OndatraSQL's execution model

What happens when you run ondatrasql run. The full sequence from model discovery and dependency resolution to DuckLake atomic commit.

March 31, 2026

philosophy

This post describes what happens when you execute ondatrasql run — the full sequence from model discovery to atomic commit.

The run sequence

A single ondatrasql run performs these steps:

Discovery — find all model files in models/
Parsing — extract directives (@kind, @unique_key, @constraint, etc.) and SQL body
Dependency resolution — build the DAG from SQL table references
Change detection — compare model hashes and source snapshots against DuckLake history
Execution — run each model in DAG order, applying the appropriate strategy per kind
Validation — enforce constraints (pre-write) and audits (in-transaction)
Commit — write results to DuckLake with snapshot metadata

Each step is described below.

1. Discovery

OndatraSQL scans the models/ directory for .sql, .star, and .yaml files. The file path determines the target table name:

models/staging/orders.sql  →  staging.orders
models/raw/events.sql      →  raw.events

2. Parsing

Each file is parsed for directives — SQL comments that control execution behavior:

-- @kind: merge
-- @unique_key: order_id
-- @constraint: not_null(order_id)
-- @audit: row_count(>, 0)

The SQL body (everything after the directives) is the transformation query.

3. Dependency resolution

OndatraSQL parses the SQL AST to extract table references from FROM, JOIN, CTEs, and subqueries. These references become edges in the dependency graph.

For Starlark models, query("SELECT ... FROM table") calls are followed through load() imports to extract dependencies.
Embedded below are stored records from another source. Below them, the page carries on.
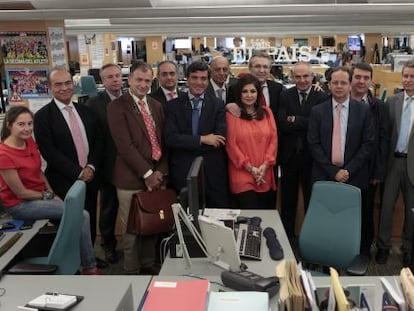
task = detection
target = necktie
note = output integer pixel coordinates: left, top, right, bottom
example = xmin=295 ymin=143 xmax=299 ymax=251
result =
xmin=64 ymin=106 xmax=88 ymax=167
xmin=217 ymin=89 xmax=225 ymax=101
xmin=332 ymin=104 xmax=344 ymax=167
xmin=138 ymin=100 xmax=161 ymax=161
xmin=260 ymin=85 xmax=267 ymax=106
xmin=191 ymin=97 xmax=201 ymax=135
xmin=168 ymin=92 xmax=176 ymax=100
xmin=300 ymin=92 xmax=307 ymax=108
xmin=397 ymin=97 xmax=413 ymax=152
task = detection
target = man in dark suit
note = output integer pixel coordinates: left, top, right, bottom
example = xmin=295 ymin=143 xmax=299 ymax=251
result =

The graph is validated for cycles at build time.

4. Change detection

For each model, OndatraSQL determines a run type by comparing the current state against DuckLake snapshot history:

Run type	Condition
`skip`	Model hash unchanged, no upstream changes
`backfill`	First run, or model definition changed
`incremental`	Source data changed (detected via `table_changes()`)
`full`	Upstream model was re-materialized

Change detection uses DuckLake’s table_changes() function to check each source table individually. If all sources are unchanged, the model is skipped without scanning any data.
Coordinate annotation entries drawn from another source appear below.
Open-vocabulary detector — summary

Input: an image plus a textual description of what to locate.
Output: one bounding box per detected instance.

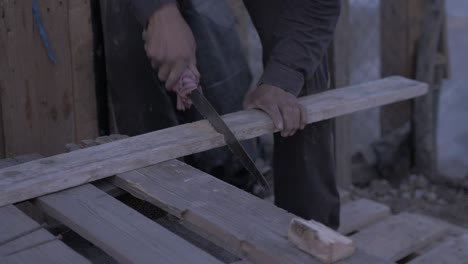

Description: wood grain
[110,160,385,263]
[36,184,221,264]
[0,77,427,206]
[0,0,97,156]
[288,218,356,263]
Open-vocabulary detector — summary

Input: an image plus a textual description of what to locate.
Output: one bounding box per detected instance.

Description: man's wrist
[258,63,304,97]
[131,0,177,26]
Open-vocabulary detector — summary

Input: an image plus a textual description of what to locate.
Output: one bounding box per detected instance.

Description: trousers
[101,0,340,229]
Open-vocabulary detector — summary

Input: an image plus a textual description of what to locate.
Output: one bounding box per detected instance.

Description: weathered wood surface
[0,77,427,206]
[36,184,221,264]
[413,0,445,178]
[0,205,90,264]
[110,160,385,263]
[408,235,468,264]
[0,0,97,156]
[0,155,90,264]
[338,199,390,235]
[288,218,356,263]
[351,213,447,261]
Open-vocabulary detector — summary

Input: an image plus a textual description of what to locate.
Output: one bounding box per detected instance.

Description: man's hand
[244,84,307,137]
[143,4,200,90]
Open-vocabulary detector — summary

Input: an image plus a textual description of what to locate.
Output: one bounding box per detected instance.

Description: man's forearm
[128,0,177,25]
[261,0,340,96]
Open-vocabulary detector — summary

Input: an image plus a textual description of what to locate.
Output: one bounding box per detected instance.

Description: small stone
[408,174,418,187]
[413,190,424,200]
[417,176,429,189]
[400,182,411,192]
[437,198,447,205]
[401,191,411,199]
[425,192,438,202]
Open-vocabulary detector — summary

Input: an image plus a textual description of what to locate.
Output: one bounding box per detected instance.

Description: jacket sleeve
[128,0,176,25]
[260,0,340,96]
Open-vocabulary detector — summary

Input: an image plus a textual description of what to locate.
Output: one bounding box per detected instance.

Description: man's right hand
[143,4,200,90]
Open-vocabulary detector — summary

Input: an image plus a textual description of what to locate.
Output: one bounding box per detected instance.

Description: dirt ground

When sources have changed, OndatraSQL further checks change_type (insert, update, delete) to determine whether the changes are insert-only — enabling more efficient processing paths for append and merge models.

5. Execution per kind

Each model kind has a different materialization strategy:

Kind	Strategy
`table`	`TRUNCATE` + `INSERT` (full rebuild)
`append`	`INSERT` new rows only (via Smart CDC)
`merge`	`MERGE INTO` on unique key (via Smart CDC)
`scd2`	Close old versions + insert new versions
`partition`	Delete affected partitions + insert new data
`tracked`	Content-hash per group, skip unchanged groups

For incremental kinds (append, merge, partition), Smart CDC rewrites the query at the AST level to read only changed rows using DuckLake time-travel.

6. Validation

Validation runs in two phases:

Constraints — executed against the temp table (before the data is written to the target). If any constraint fails, the model is aborted and no data is written.

Audits — executed inside the BEGIN ... COMMIT transaction, after the data write but before commit. A failing audit raises error(), which aborts the entire transaction atomically — schema changes, data writes, and commit metadata are all rolled back.
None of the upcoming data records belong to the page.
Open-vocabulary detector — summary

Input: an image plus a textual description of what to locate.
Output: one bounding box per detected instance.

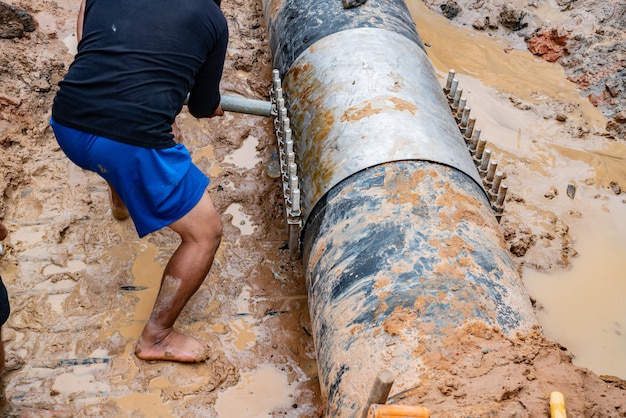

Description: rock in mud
[439,0,461,20]
[0,2,36,39]
[609,181,622,195]
[526,28,569,62]
[500,4,528,31]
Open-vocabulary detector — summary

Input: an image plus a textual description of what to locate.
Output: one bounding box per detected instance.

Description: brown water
[408,0,626,378]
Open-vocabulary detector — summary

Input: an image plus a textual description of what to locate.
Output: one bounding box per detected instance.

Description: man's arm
[76,0,86,42]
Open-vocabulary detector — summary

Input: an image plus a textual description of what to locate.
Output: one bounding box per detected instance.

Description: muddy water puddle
[408,0,626,378]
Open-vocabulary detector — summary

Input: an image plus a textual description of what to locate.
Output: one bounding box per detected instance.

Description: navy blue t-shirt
[52,0,228,148]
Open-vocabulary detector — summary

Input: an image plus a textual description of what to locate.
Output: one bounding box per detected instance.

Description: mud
[0,0,626,417]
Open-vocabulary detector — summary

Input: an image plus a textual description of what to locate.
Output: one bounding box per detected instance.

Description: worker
[50,0,228,362]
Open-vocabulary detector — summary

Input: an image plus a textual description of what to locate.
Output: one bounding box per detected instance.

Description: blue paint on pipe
[264,0,424,76]
[303,161,536,416]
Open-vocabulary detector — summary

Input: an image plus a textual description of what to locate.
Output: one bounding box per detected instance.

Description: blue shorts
[50,119,209,237]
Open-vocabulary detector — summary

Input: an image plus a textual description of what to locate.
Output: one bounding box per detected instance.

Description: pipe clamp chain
[270,70,302,256]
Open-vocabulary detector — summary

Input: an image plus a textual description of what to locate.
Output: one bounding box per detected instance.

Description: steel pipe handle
[220,95,272,116]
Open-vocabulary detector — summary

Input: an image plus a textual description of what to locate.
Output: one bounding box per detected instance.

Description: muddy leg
[135,193,222,362]
[107,183,129,221]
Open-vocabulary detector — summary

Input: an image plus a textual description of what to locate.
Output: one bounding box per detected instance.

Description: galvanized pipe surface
[283,27,480,222]
[303,161,538,417]
[263,0,537,417]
Warnings — executed after commit. They log anomalies (delta detection, statistical checks) without blocking.

7. Commit

The final step writes results to DuckLake inside a single transaction:

BEGIN;
  ALTER TABLE (schema evolution)
  INSERT INTO / MERGE INTO (data write)
  SELECT error(...) (audit checks)
  CALL set_commit_message('ondatrasql', 'Pipeline run: ...', extra_info => '...')
COMMIT;

On success, a DuckLake snapshot is created with metadata including the model name, SQL hash, column definitions, row count, and duration. On failure, no snapshot is created.

The full picture

$ ondatrasql run

Running 4 models...
[OK] raw.orders      (table, skip — unchanged)
[OK] raw.customers   (table, backfill, 20 rows, 95ms)
[OK] staging.orders  (merge, incremental, 3 rows, 200ms)
[OK] mart.revenue    (table, full, 12 rows, 154ms)

Four models. One command. Each model gets the minimum necessary work based on what actually changed.